La lettre des énergies renouvelables du 29/09/2015


Biométhane - Première injection pour GRTgaz

L’usine de triméthanisation-compostage Ecocea, à Chagny (Saône-et-Loire).

Légende : L’usine de triméthanisation-compostage Ecocea, à Chagny (Saône-et-Loire).
Crédit : Smet 71.

550 Nm3/h. C’est le débit de biométhane que l’usine de triméthanisation-compostage du Smet71 (Syndicat mixte d'élimination et de traitement des déchets de Saône-et-Loire) injecte dans le réseau de transport du gaz, GRTgaz. Un chiffre impressionnant, à comparer aux 200 Nm3/h du réseau de distribution, et, surtout, une première en France ! À Chagny, l’usine, nommée Ecocea, traite 73 000 tonnes de déchets par an et produit 2,6 millions de Nm3 de biométhane par an, soit 28 GWh/an. Les déchets fermentescibles sont récupérés grâce à un tri mécanobiologique et introduits dans un méthaniseur. Le biogaz obtenu est ensuite épuré pour être injecté dans le réseau de gaz, où il se mélange au gaz fossile. Il est distribué à l’usine Terreal, qui fabrique des tuiles en terre cuite. Sans changer son installation, Terreal couvre ainsi 30 % de ses besoins de chaleur avec cette énergie verte. Pour le Smet71, l’usine de méthanisation doit permettre de diminuer de 40 % la quantité de déchets stockés. L’investissement dans l’usine et dans l’unité de méthanisation s’élève à 44 millions d’euros.

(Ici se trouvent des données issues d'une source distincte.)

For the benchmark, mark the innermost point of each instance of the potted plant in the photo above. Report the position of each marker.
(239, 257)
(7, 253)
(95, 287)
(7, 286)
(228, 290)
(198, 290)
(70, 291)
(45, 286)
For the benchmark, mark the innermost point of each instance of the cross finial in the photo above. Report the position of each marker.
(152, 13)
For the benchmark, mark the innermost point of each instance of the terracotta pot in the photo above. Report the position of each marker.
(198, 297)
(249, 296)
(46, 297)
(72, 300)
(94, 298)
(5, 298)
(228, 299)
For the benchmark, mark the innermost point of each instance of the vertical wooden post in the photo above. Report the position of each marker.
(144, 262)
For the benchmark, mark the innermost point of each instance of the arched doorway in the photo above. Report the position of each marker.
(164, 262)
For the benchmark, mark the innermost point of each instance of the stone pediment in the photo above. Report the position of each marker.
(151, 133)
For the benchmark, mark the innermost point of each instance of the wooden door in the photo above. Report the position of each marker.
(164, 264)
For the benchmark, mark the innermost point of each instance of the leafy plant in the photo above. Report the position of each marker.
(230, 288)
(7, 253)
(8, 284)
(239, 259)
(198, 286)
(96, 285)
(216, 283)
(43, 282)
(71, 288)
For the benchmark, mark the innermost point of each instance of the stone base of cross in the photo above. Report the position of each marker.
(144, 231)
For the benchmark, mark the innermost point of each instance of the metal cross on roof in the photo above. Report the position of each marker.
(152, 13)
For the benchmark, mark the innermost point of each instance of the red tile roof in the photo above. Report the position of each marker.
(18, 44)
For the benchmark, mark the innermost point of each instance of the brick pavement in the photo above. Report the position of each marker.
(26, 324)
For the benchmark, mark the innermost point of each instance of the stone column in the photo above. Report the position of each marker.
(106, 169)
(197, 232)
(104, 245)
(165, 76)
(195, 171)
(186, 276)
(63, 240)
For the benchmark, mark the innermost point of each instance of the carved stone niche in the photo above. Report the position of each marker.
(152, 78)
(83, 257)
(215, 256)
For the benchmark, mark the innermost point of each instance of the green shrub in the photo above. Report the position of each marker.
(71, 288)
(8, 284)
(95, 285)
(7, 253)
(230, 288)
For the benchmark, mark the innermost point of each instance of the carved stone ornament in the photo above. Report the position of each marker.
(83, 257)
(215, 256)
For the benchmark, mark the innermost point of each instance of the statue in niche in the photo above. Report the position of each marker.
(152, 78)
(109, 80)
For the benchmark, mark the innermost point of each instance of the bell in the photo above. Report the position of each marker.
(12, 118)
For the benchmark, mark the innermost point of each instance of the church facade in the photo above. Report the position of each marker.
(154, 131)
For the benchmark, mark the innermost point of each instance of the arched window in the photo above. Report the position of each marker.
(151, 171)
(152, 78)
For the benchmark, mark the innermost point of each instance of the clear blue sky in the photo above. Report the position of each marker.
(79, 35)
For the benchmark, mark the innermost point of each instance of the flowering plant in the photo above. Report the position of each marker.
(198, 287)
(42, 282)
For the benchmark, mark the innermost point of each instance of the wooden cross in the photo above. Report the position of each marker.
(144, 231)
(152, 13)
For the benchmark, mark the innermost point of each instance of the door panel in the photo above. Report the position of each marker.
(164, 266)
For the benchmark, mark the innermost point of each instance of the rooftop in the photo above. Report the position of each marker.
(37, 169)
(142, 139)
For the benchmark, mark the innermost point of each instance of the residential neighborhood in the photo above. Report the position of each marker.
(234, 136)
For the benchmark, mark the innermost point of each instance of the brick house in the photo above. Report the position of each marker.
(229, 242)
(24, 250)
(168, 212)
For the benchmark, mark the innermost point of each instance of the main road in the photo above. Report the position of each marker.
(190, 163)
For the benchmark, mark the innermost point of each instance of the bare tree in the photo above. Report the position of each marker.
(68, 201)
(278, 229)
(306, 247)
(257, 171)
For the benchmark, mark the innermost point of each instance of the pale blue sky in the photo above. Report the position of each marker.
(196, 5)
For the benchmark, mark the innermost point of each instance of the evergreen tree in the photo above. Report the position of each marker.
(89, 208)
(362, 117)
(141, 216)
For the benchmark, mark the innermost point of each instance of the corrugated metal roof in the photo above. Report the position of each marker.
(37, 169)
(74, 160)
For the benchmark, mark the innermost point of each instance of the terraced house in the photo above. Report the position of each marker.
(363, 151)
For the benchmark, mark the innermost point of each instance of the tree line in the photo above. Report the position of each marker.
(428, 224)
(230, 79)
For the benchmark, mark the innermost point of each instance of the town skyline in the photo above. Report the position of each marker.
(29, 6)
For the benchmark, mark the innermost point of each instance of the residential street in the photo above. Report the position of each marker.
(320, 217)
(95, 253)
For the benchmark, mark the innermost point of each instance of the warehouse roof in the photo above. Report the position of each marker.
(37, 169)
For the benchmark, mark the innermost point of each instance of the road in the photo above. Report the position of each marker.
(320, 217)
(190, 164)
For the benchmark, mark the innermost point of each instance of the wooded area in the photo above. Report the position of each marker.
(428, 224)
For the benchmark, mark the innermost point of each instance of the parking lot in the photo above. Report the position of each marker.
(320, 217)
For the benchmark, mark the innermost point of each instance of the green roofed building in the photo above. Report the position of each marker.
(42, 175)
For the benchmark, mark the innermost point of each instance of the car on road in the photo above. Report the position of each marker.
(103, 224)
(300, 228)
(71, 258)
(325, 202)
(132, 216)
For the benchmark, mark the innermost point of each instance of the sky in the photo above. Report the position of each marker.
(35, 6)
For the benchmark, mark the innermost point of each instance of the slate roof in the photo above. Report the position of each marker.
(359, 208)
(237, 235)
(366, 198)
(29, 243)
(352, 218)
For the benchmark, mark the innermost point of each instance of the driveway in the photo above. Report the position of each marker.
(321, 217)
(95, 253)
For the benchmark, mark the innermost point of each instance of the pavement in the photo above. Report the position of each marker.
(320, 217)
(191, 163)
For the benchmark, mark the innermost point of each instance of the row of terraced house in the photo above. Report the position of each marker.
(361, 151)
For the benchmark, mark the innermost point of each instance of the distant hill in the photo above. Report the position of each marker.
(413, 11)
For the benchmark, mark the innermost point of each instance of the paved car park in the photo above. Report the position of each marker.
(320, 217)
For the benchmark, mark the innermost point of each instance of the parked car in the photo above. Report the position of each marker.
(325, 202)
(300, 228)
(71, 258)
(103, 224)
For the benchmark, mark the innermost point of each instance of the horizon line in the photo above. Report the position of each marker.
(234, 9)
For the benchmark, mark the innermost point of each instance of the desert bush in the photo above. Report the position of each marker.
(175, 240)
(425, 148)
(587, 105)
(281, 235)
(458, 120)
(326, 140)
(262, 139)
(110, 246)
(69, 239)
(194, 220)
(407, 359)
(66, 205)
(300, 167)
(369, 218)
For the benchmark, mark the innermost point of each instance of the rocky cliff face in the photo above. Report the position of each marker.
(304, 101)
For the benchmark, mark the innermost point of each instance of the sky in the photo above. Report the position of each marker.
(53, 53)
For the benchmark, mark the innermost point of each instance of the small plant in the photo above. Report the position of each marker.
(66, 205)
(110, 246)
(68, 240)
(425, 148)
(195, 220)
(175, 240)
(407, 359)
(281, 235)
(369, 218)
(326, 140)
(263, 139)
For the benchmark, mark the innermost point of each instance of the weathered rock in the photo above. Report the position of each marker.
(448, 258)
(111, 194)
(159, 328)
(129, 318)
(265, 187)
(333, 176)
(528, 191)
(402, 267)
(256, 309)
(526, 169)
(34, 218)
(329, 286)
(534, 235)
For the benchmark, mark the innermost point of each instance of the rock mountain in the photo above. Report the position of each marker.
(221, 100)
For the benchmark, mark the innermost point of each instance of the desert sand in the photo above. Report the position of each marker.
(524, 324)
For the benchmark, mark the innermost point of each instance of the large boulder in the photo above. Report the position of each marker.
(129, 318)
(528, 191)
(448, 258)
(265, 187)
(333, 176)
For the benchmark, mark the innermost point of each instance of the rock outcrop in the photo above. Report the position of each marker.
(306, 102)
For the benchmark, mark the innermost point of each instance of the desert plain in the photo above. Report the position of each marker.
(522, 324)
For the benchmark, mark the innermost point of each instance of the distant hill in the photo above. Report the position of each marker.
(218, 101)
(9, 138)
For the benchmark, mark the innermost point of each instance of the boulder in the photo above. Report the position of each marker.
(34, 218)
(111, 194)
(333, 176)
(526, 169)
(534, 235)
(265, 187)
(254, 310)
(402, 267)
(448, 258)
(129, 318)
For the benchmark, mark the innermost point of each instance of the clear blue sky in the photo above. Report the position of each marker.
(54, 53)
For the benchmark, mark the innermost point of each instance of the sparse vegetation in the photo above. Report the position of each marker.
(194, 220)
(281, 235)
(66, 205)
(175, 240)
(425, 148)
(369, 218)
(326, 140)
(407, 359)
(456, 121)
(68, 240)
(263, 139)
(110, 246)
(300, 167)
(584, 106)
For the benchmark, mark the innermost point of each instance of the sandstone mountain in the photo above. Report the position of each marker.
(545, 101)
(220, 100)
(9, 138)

D'ici à la fin de l'année, GRTgaz espère signer deux autres contrats d'injection, puis en mener trois à cinq par an. 16 conventions d’études ont déjà été signées, dont 8 font l’objet d’études de raccordement. À l'horizon 2020, l’opérateur vise jusqu'à 1 TWh/an de biométhane dans son réseau. Pour fin 2015, une vingtaine de projets d’injection de biométhane devraient être en service en France, tous opérateurs confondus (GrDF, Réseau GDS, TIGF,GRTgaz).